Aber ich will das wirklich nicht machen, ich will einfach nur wissen, ob und wenn, wie das geht.


----------



## Niki (28. Mrz 2008)

Dann ist die Antwort: Nein, geht nicht.


----------



## Guppi (28. Mrz 2008)

okay, thx


----------



## DamienX (28. Mrz 2008)

Obwohl mich bei bei MS Systemen zwar nix mehr wirklich wundert...
Das wäre wohl eine der fatalsten Sicherheitslücken die ich mir vorstellen könnte...
Viren die schon beim betrachten losgehn!

Die Antwort ist darum nein... das funktioniert bestimmt nicht ohne weiteres!


----------



## maki (28. Mrz 2008)

DamienX hat gesagt.:
			
		

> Obwohl mich bei bei MS Systemen zwar nix mehr wirklich wundert...
> Das wäre wohl eine der fatalsten Sicherheitslücken die ich mir vorstellen könnte...
> Viren die schon beim betrachten losgehn!
> 
> Die Antwort ist darum nein... das funktioniert bestimmt nicht ohne weiteres!
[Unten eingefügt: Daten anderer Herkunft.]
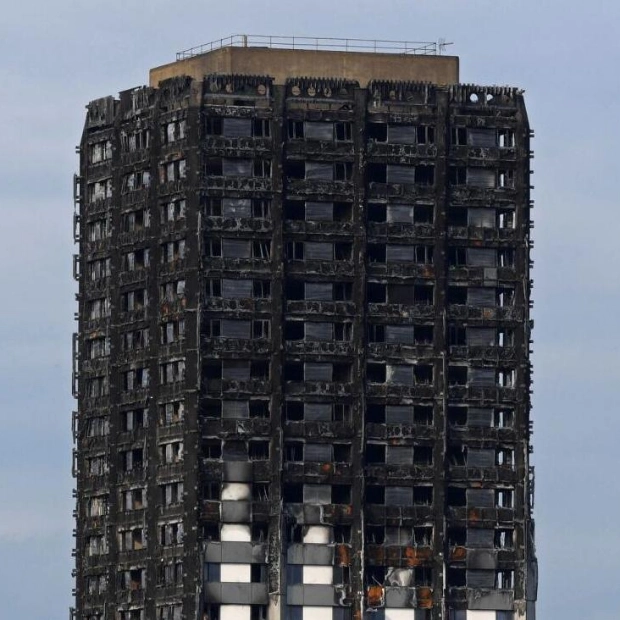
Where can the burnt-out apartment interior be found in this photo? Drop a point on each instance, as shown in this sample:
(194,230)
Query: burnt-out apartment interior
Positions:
(302,358)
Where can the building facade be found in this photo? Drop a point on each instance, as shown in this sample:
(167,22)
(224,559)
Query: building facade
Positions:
(302,360)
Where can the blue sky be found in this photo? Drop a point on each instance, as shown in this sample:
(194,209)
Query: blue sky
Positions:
(55,57)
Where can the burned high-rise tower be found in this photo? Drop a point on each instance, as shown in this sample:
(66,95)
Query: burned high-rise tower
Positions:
(302,361)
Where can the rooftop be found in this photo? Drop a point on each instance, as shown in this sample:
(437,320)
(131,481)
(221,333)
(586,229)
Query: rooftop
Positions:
(284,58)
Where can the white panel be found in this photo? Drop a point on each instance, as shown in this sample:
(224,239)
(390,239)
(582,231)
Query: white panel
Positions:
(236,491)
(323,575)
(231,532)
(480,615)
(316,613)
(235,573)
(399,614)
(317,534)
(235,612)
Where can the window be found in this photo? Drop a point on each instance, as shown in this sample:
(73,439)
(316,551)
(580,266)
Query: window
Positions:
(172,493)
(133,499)
(133,419)
(173,251)
(172,291)
(171,413)
(132,221)
(135,140)
(135,340)
(172,171)
(135,379)
(172,331)
(133,300)
(173,131)
(99,152)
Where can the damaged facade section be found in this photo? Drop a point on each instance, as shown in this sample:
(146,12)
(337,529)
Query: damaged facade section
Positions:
(302,362)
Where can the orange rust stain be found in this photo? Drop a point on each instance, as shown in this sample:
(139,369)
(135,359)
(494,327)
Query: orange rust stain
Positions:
(416,556)
(425,598)
(374,595)
(473,514)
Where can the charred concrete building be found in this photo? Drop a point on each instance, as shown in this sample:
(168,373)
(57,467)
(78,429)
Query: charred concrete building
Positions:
(302,362)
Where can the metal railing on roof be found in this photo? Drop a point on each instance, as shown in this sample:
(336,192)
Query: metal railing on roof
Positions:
(317,43)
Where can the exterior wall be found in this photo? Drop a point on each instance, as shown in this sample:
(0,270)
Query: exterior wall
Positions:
(351,385)
(283,64)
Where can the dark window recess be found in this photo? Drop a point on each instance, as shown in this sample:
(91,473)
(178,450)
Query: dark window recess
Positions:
(457,415)
(376,292)
(456,335)
(456,496)
(377,132)
(375,413)
(457,295)
(294,371)
(457,216)
(294,411)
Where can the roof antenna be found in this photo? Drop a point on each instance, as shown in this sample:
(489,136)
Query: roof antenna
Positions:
(442,45)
Leider ist doch das der Standard bei M$ Software, siehe IE, Outlook, Excel, Word, etc. pp.


----------



## HoaX (28. Mrz 2008)

ich bin der meinung unter windows geht das. ist aber zu lange her um mich jetzt genau zu erinnern. gibt dafür registryeinträge die definieren was die standardaktion beim öffnen ist (7zip starten bei .zip dateien usw.). gibt es auch ordner. irgendwie hab ich noch das wort shellextension dazu im kopf. aber wie gesagt, is schon n paar jährchen her wo ich noch mit der windows-api (und windows allgemein) gearbeitet hab.


----------



## Guppi (28. Mrz 2008)

okay, Danke für eure Antworten!
Mfg, Guppi
--CLOSED--


----------



## thE_29 (28. Mrz 2008)

So, jetzt schalte ich mich mal ein 

Klar geht das :bae:

Man muss einfach die Messages vom Windows Message System abfangen und somit könnte man da sich etwas starten!
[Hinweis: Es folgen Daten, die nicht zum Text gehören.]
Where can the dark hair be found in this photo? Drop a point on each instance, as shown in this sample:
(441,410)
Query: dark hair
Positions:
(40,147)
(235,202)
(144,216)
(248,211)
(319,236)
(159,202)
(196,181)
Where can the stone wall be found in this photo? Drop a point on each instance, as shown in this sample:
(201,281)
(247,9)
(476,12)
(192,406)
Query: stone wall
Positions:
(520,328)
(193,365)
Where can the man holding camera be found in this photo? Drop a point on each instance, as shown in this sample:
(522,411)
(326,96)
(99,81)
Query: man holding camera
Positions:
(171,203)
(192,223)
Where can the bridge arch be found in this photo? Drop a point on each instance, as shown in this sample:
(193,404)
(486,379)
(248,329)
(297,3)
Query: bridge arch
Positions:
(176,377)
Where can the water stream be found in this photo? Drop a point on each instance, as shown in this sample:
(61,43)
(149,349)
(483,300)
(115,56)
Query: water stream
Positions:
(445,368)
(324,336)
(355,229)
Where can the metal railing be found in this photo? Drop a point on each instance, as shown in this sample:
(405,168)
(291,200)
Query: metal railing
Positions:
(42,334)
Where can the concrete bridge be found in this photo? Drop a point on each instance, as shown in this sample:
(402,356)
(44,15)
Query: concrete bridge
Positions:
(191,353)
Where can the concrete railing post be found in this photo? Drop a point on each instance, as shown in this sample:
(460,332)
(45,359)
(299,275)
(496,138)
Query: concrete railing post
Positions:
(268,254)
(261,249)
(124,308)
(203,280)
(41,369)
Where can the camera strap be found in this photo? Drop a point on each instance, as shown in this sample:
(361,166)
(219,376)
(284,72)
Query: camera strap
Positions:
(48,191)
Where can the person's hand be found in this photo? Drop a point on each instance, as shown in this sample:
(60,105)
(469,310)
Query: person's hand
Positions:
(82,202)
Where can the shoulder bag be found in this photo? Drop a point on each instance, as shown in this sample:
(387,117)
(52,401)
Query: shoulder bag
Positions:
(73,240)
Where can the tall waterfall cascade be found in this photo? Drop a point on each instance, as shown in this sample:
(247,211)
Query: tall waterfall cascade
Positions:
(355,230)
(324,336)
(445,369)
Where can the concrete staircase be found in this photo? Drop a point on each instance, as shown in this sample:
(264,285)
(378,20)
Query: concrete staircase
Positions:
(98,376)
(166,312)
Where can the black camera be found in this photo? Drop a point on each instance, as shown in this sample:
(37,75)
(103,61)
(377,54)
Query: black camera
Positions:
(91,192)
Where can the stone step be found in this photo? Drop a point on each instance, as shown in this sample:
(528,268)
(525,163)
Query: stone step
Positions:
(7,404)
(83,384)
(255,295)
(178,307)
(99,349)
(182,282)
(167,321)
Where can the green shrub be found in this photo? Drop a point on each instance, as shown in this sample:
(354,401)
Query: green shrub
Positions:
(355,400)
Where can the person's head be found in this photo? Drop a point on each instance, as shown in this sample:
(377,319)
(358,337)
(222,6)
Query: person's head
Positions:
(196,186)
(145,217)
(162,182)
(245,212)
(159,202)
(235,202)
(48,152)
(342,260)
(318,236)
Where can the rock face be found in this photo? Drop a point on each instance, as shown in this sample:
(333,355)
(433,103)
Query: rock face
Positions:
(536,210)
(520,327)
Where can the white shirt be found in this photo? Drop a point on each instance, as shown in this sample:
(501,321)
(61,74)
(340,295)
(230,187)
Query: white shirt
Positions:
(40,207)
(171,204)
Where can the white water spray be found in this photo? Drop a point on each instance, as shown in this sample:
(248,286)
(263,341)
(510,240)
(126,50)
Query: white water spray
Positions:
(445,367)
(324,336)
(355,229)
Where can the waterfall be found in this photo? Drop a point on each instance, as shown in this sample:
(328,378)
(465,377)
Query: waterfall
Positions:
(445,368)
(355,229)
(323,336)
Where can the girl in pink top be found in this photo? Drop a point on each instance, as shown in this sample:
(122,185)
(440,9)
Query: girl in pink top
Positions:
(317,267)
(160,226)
Bzw, wird es in Windows sicher einen Hook dafür geben. Zb habe ich vorher mit dem Spy++ den Explorer gespyt und sobald man ein Verzeichnis wechselt, hatte man ein setText mit Verzeichnis!
Gehn tuts schon, aber für das was dein Freund will, wird sich der Aufwand kaum lohnen


----------



## Ich&Mir (29. Mrz 2008)

also mein AntiVir schlägt immer Alarm wenn ich mich durch virenbefallene Ordner such^^ 
des muss ja auch wissen wo der Explorer grad is, und könnte ja auch immer wenns merkt dass in dem order eine starter.jar is, diese starten


----------



## Mr. Java (29. Mrz 2008)

Es geht auch anders!

Man kann dem System sagen da ein Ordner die Funktionen von einem Laufwerk haben soll. Das geht über den Registrierungs-Editor.

Dan speichert man in den Ordner eine Autorun.in wo steht was gemacht werden soll. Mann könnte auch sagen wenn Ordner im Level1 (Ebene1) geöffnet worden ist, starte in Ordner XY die Datei XY.

Dadurch verliert man aber die Systemunabhängigkeit von Java. Die Idee von Ich&Mir ist sinnvoller, dafür muss aber das System neugestartet werden da diese Prozesse direkt am System, Kernel, Prozessor anheften. 

MfG
Mr. Java


----------



## thE_29 (31. Mrz 2008)

Und wie geht das mit der Registry genau?


----------